In another experiment we considered two datasets, named Gargoyle and Capital, which contain 27 and 100 point sets respectively. Since there is no information about the scans, we simply initialized the ICP algorithm with identity matrices. Execution times are reported in Table 2. They are referred to the motion synchronization step, i.e. computing absolute motions from relative motions, and they do not include the time for computing relative motions, which is the same for all the techniques. R-GoDec is slower than Null-space but faster than the other solutions, the method by Sharp et al. is the slowest technique, while Grasta and L1-Alm are faster than Diffusion but slower than Null-space and Govindu’s method.

The different registration techniques can be appraised qualitatively from the cross-sections of output 3D models reported Table 3, as it is customary in the registration literature.
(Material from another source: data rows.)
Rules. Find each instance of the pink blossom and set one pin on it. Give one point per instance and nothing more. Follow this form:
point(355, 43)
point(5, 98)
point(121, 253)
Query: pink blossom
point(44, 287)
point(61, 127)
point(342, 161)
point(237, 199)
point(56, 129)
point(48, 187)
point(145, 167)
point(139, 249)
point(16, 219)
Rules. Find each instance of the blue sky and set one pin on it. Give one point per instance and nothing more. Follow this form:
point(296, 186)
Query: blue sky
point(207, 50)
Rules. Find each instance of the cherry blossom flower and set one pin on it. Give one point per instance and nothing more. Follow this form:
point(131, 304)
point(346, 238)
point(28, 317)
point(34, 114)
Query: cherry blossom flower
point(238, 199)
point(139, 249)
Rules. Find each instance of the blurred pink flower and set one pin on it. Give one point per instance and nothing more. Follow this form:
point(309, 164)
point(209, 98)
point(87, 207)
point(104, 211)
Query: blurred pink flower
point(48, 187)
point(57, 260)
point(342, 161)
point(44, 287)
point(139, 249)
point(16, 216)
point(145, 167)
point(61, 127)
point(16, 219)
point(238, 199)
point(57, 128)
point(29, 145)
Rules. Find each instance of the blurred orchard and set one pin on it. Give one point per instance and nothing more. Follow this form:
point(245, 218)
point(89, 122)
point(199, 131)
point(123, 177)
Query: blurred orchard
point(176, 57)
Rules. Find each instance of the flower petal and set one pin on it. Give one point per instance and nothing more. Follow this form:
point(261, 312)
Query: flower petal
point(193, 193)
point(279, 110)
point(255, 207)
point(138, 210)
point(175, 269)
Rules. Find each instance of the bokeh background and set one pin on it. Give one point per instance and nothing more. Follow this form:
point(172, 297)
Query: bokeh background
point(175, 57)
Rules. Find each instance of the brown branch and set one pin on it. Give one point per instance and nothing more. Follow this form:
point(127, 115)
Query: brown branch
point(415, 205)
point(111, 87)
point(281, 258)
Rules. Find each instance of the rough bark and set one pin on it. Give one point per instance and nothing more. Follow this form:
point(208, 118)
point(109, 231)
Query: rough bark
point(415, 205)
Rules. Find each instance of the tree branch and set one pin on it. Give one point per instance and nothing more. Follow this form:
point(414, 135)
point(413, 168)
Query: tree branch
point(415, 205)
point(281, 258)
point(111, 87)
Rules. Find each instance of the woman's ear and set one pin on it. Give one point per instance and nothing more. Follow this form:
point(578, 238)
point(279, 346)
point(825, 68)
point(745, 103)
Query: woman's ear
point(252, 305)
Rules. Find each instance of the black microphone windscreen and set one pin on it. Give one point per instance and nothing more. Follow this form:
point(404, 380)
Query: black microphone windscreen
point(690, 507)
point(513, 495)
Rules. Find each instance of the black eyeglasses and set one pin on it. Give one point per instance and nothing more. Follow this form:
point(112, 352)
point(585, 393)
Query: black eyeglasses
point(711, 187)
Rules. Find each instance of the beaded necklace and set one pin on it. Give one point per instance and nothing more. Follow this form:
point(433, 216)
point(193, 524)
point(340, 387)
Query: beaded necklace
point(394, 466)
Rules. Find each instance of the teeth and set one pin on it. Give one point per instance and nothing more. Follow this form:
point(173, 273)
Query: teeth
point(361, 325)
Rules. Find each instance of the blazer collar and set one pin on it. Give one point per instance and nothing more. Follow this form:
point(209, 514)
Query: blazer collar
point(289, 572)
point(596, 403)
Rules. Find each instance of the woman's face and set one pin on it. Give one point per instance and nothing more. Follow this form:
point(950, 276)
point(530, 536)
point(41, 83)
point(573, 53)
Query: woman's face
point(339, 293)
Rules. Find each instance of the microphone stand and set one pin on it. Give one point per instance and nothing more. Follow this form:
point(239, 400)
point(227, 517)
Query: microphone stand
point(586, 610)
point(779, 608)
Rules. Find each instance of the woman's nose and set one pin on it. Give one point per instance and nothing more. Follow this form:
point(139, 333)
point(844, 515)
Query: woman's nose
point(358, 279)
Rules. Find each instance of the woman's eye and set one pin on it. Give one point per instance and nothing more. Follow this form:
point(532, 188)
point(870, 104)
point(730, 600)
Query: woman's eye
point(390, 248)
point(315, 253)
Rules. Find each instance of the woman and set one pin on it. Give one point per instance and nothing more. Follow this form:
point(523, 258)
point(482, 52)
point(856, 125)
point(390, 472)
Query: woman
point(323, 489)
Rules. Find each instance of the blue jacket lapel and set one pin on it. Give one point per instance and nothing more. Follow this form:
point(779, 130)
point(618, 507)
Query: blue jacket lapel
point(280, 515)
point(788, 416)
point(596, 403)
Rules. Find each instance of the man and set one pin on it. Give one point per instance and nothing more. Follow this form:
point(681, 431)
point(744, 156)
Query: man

The cross-sections obtained by our approach are crisper than the others, proving the effectiveness of LRS decomposition in handling measurement errors in the context of multiple point-set registration. In particular, the best visual accuracy is achieved by L1-Alm and Grasta, while R-GoDec get slightly worse results, yet better than the remaining methods. There is no significant difference between the cross-sections obtained by Diffusion, Null-space and Govindu’s, while the misalignment produced by Sharp et al. is evident, especially for the Gargoyle dataset. Figure 5 shows the 3D models produced by L1-Alm with different colours for each point cloud.
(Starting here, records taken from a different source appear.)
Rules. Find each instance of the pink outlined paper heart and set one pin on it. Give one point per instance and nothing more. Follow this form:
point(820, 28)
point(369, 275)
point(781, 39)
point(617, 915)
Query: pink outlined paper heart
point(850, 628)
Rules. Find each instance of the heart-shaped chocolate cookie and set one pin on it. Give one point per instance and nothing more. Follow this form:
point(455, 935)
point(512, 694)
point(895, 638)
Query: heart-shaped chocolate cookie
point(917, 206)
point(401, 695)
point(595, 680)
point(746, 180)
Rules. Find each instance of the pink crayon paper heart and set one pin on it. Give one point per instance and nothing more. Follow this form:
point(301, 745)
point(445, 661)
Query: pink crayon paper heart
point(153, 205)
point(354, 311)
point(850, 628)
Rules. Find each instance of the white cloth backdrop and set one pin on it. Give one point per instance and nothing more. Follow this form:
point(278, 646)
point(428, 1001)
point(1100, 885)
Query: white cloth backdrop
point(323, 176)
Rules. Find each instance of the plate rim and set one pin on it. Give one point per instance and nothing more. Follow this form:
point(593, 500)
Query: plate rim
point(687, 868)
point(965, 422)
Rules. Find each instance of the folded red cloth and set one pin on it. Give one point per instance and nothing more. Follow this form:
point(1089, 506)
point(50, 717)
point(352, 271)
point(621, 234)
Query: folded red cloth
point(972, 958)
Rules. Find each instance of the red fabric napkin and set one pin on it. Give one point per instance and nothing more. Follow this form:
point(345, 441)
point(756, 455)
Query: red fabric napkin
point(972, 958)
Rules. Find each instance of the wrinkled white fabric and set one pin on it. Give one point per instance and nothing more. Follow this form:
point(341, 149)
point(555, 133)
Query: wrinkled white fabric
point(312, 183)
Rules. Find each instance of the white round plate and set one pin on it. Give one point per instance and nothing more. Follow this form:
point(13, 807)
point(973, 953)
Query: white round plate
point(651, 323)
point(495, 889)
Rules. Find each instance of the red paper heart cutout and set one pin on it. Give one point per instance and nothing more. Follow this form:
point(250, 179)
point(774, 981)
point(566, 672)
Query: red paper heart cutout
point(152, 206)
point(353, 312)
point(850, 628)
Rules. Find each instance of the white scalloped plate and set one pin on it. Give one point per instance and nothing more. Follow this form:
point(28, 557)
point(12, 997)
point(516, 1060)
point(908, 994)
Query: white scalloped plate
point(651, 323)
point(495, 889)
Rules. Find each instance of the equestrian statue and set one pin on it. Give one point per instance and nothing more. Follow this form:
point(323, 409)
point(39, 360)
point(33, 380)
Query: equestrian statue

In summary, these experiments with real data confirms the conclusions drawn from the simulations.

Fig. 5.
figure 5

3D models obtained with L1-Alm. Different point sets are colour coded. (Color figure online)

6 Conclusions

For the first time in the literature we formulated frame-space registration as a low-rank and sparse decomposition problem that neatly caters for missing-data, outliers and noise, and it benefits from a wealth of available decomposition algorithms that can be seamlessly used as alternatives. Experimental results show that this approach is efficient and provides a good trade-off between statistical efficiency and resilience to outliers. However, it is more affected than the other methods by the sparsity of the measurement graph. It must be said, though, that the goal of synchronization is to exploit redundancy: if the measures are barely sufficient the problem looses significance.